The Genetic and Phenotypic Diversity of Dyskeratosis Congenita.

Two of the genes responsible for the bone marrow failure syndrome dyskeratosis congenita (DC) have been identified. These have evoked considerable interest as the products of both of these genes are involved in the telomerase complex. Telomerase is responsible for maintaining telomere length at the ends of each chromosome and hence the replicative potential of stem cells and cells in the germ line. In order to define the heterogeneity of DC, we have reviewed the clinical features and genetic basis of 213 families that have been referred to the DC registry at the Hammersmith Hospital.
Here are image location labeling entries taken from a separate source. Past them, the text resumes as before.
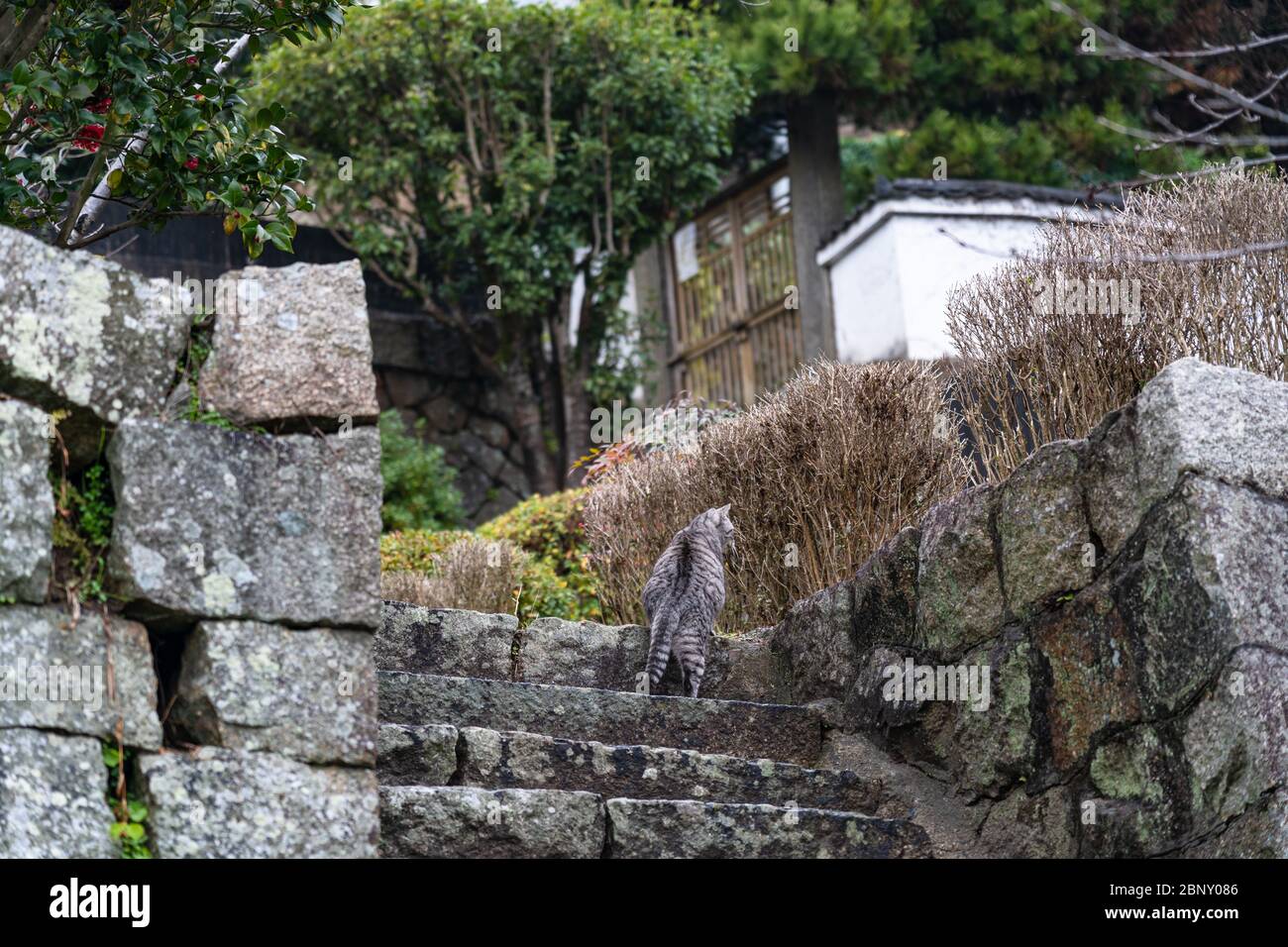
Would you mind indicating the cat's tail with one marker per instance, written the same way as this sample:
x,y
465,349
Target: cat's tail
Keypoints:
x,y
660,643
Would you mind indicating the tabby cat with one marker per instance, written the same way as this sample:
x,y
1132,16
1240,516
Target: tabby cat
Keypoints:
x,y
684,595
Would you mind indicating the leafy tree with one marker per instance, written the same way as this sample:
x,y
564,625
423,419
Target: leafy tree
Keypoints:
x,y
487,158
997,88
133,103
420,491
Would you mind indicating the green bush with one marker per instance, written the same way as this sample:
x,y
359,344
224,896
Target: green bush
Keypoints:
x,y
419,484
550,528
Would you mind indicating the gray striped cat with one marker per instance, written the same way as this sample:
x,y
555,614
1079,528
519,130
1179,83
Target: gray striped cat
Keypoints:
x,y
684,595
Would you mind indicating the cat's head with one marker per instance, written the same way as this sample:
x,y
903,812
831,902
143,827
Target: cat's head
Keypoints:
x,y
717,519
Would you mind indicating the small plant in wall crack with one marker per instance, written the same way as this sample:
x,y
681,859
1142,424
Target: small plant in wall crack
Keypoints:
x,y
129,826
188,371
82,528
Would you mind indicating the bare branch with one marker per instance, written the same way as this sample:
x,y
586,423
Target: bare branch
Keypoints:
x,y
1162,64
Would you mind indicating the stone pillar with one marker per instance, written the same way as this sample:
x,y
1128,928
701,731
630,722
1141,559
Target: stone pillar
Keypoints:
x,y
653,298
818,208
84,344
252,543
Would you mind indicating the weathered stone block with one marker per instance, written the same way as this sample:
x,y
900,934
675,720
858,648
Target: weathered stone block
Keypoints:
x,y
1046,544
612,657
215,802
1235,744
81,331
445,641
992,741
531,761
1206,574
55,676
1093,661
683,828
52,796
416,755
825,638
1142,806
1223,423
222,525
296,346
307,694
958,589
1024,826
27,508
462,822
752,731
816,641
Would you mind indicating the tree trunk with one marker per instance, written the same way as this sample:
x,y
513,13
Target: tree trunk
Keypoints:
x,y
818,208
529,425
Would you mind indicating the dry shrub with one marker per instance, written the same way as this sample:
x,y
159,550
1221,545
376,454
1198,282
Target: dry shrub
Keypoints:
x,y
818,474
473,574
1029,375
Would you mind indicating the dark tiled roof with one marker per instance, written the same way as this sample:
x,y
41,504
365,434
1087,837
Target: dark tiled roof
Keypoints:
x,y
977,191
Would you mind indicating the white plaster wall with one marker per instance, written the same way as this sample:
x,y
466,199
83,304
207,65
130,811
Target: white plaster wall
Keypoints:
x,y
892,270
867,300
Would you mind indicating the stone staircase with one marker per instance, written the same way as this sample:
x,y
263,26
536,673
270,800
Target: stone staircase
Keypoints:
x,y
475,764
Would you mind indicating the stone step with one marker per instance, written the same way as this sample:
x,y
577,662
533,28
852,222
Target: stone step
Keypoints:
x,y
754,731
471,822
467,822
416,755
687,828
529,761
571,654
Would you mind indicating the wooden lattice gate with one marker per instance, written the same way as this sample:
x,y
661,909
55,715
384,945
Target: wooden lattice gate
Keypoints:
x,y
737,328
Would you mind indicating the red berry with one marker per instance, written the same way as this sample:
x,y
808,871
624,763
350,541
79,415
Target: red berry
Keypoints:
x,y
88,137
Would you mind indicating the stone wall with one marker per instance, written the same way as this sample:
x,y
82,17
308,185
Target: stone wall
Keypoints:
x,y
1128,594
426,371
235,656
421,368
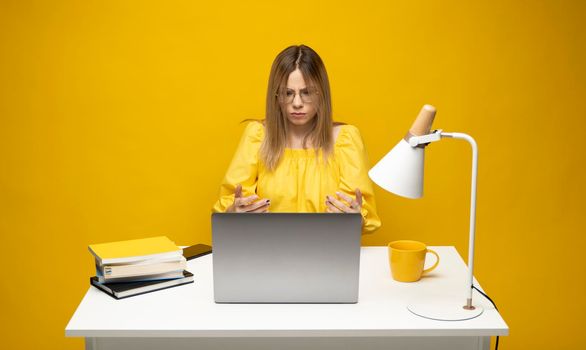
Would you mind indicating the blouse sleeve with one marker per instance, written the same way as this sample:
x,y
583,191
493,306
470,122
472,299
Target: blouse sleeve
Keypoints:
x,y
243,169
353,162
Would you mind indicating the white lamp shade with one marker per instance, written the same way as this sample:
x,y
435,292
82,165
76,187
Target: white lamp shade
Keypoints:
x,y
401,171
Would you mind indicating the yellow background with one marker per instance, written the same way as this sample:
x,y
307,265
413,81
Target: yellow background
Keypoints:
x,y
118,120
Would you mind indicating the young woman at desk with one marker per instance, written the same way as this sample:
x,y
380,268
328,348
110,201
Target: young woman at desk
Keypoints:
x,y
297,159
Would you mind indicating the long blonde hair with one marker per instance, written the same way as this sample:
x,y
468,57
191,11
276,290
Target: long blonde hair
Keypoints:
x,y
314,72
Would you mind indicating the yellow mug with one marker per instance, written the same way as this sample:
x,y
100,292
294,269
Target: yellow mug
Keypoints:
x,y
407,259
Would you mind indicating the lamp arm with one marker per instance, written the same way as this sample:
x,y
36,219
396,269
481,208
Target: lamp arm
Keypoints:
x,y
472,142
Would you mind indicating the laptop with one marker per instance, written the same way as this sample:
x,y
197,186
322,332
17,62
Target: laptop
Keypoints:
x,y
286,257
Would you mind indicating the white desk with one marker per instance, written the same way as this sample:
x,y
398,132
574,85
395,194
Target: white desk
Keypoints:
x,y
186,317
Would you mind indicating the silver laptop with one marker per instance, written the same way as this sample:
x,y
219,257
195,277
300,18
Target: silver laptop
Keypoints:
x,y
286,257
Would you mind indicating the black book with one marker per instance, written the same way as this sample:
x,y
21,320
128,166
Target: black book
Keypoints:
x,y
128,289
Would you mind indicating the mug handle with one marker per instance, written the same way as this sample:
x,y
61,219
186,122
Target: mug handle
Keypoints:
x,y
436,262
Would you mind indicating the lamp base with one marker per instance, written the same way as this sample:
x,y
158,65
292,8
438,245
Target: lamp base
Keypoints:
x,y
445,310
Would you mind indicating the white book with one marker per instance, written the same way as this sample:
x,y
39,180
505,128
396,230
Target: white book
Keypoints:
x,y
147,267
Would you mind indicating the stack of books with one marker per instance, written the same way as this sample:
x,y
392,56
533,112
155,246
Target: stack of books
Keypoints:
x,y
138,266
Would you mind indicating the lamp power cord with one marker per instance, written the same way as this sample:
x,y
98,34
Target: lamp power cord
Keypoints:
x,y
496,346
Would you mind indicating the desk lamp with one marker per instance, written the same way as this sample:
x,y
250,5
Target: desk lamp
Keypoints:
x,y
401,172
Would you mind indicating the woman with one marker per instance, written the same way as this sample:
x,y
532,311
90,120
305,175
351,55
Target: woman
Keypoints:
x,y
298,159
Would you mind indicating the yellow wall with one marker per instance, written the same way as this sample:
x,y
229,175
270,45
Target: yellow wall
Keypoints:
x,y
118,120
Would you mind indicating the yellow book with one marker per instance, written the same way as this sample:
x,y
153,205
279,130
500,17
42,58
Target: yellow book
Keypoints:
x,y
135,250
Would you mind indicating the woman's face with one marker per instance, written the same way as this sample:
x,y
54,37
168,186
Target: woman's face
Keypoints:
x,y
298,99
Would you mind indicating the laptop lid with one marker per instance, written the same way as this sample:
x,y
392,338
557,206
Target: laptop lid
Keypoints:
x,y
286,257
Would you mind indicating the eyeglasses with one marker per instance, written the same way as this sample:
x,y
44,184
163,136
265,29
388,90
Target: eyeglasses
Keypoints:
x,y
307,95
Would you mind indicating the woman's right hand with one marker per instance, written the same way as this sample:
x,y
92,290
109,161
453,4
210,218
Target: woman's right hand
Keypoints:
x,y
250,204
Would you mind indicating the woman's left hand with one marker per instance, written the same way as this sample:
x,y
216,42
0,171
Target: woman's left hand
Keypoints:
x,y
344,203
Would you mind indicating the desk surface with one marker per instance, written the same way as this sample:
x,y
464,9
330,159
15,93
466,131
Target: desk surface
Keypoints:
x,y
190,311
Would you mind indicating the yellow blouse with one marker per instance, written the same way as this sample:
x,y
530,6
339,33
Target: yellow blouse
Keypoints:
x,y
301,181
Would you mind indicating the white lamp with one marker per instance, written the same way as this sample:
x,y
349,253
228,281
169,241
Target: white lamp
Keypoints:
x,y
401,172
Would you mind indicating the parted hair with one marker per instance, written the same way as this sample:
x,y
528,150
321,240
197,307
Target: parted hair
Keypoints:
x,y
314,73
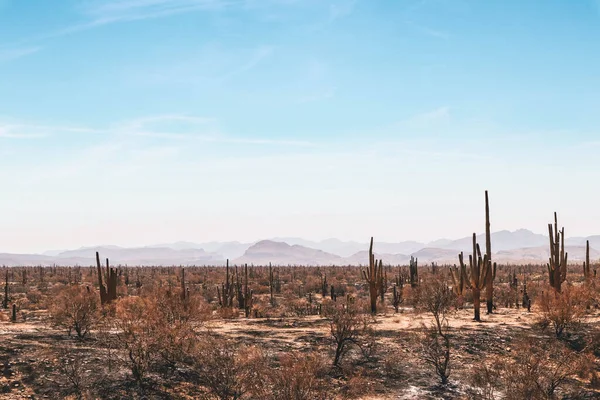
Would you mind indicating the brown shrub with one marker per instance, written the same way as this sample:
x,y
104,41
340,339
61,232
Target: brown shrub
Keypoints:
x,y
75,308
229,371
299,376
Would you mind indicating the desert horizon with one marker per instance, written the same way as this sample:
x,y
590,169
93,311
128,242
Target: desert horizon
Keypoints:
x,y
299,199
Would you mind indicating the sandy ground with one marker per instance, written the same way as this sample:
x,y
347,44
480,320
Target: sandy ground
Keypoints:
x,y
21,344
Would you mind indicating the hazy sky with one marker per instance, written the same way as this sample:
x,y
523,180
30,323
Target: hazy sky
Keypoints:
x,y
135,122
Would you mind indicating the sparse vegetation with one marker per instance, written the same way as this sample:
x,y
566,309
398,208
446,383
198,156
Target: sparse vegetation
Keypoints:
x,y
296,332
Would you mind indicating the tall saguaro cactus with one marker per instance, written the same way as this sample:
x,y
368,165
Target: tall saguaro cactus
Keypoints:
x,y
414,272
226,293
458,279
586,263
557,265
373,276
108,293
491,274
478,271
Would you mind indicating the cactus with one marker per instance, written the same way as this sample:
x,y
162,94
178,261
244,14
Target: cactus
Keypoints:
x,y
185,294
382,286
226,294
6,299
586,264
244,295
397,297
271,286
458,280
332,294
526,299
477,276
557,265
414,272
324,286
373,275
108,293
491,274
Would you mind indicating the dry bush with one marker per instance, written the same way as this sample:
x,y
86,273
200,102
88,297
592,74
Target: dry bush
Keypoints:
x,y
175,323
485,382
349,327
73,370
538,370
563,311
434,343
136,334
76,308
229,371
299,376
435,298
356,387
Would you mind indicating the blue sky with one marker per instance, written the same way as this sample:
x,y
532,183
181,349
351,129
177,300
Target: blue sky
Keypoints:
x,y
134,122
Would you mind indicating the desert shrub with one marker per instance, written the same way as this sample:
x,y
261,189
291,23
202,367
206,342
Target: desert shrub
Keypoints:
x,y
73,370
538,370
350,327
229,371
299,376
485,382
436,298
34,296
136,334
356,387
175,323
435,349
76,308
563,311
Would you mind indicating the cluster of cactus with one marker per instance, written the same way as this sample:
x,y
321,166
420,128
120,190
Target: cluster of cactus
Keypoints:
x,y
526,299
414,272
382,285
397,296
587,272
324,285
373,275
458,279
185,291
557,265
6,298
491,274
479,269
244,295
108,293
271,285
226,294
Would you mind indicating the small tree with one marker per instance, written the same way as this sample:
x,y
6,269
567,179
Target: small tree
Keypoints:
x,y
76,308
298,377
349,327
436,298
229,371
563,310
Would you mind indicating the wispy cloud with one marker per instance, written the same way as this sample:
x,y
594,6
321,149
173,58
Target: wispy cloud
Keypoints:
x,y
198,129
31,131
102,12
325,94
175,127
9,54
429,118
428,31
341,9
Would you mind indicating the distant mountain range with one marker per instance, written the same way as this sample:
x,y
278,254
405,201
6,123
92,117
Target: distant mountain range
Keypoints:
x,y
520,246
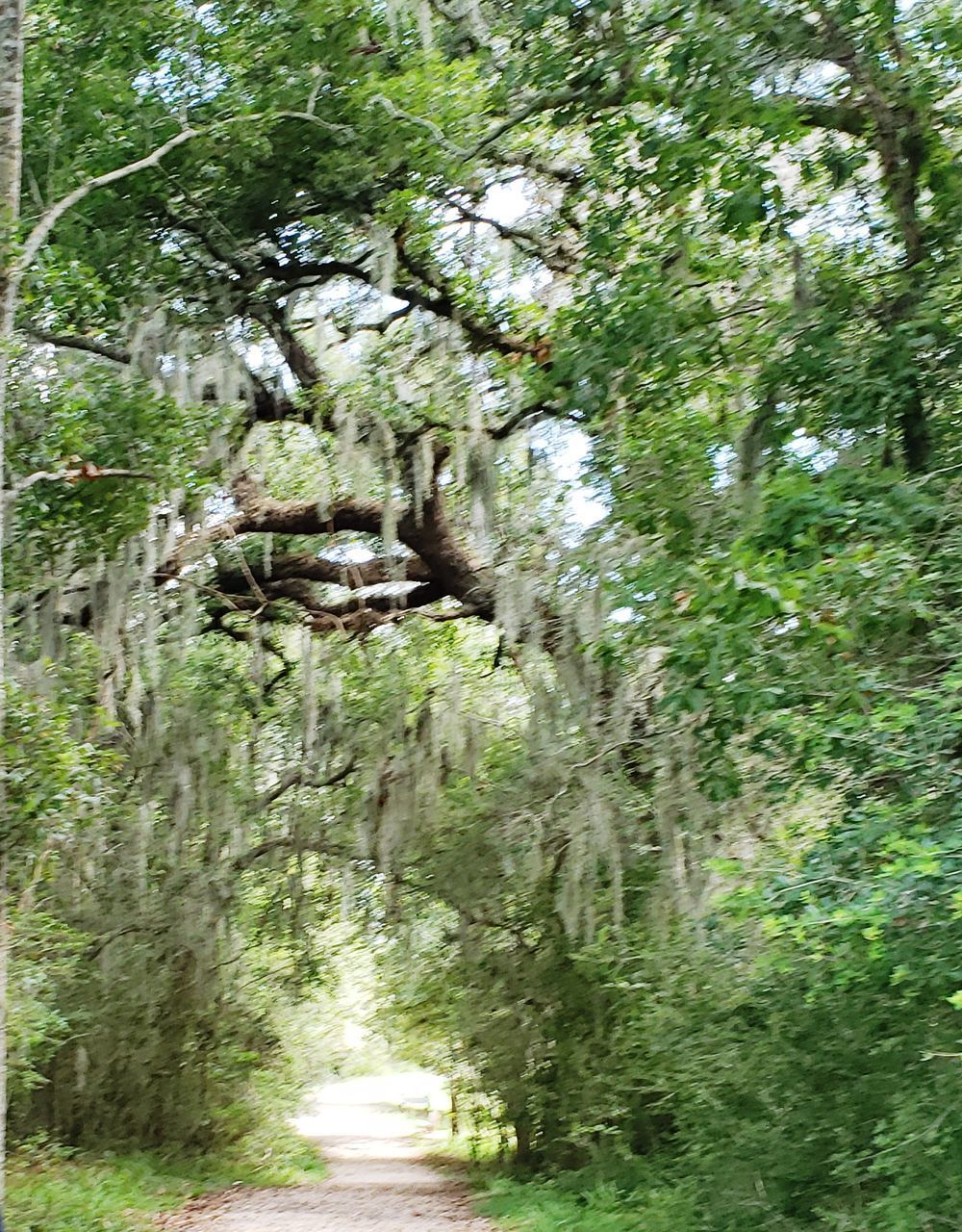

In 67 families we have identified 34 different mutations in the gene that encodes the protein dyskerin (DKC1), 9 of which are unpublished (P10L, T67I, H68Q, K314R, D359N, A386T, T408I, S420Y and IVS14nt473A->G). While most of these mutations are unique, the remarkably frequent A353V substitution is seen in 28 different families. Presentation of cases with this amino acid substitution ranges from a very severe disease, causing death at the age of 4 years, to a man who is alive into his 40s. In 10 families we have found mutations in the gene encoding the RNA component of telomerase (TERC), all of which are unique. Presentation of these heterozygous TERC mutations is even more variable, ranging from an asymptomatic 80 year old woman, to a girl presenting with hypoplastic MDS at the age of 3. In a substantial proportion of families (40/213) the index case presents with very severe disease, previously defined as the Hoyeraal-Hreidersson (HH) syndrome (characterized by growth retardation, microcephaly, cerebellar hypoplasia, and the development of bone marrow failure/immunodeficiency usually below the age of 5 yrs). In 28 of these families there is affected male(s) only, 13 of which have DKC1 mutations. Of these, 4 have the same amino acid substitution (T49M), which is only seen in patients with HH. In the 12 HH families with affected females, none have DKC1 mutations, 6 are sporadic and 6 appear to have an autosomal recessive form of inheritance. In a large number of families we have been unable to find either a DKC1 or TERC mutation. This includes not only the majority (51/60) of the families in which there is an affected female, but also nearly two thirds (77/113) of the sporadic male cases. Other important gene(s), possibly related to the telomerase complex, are therefore yet to be identified.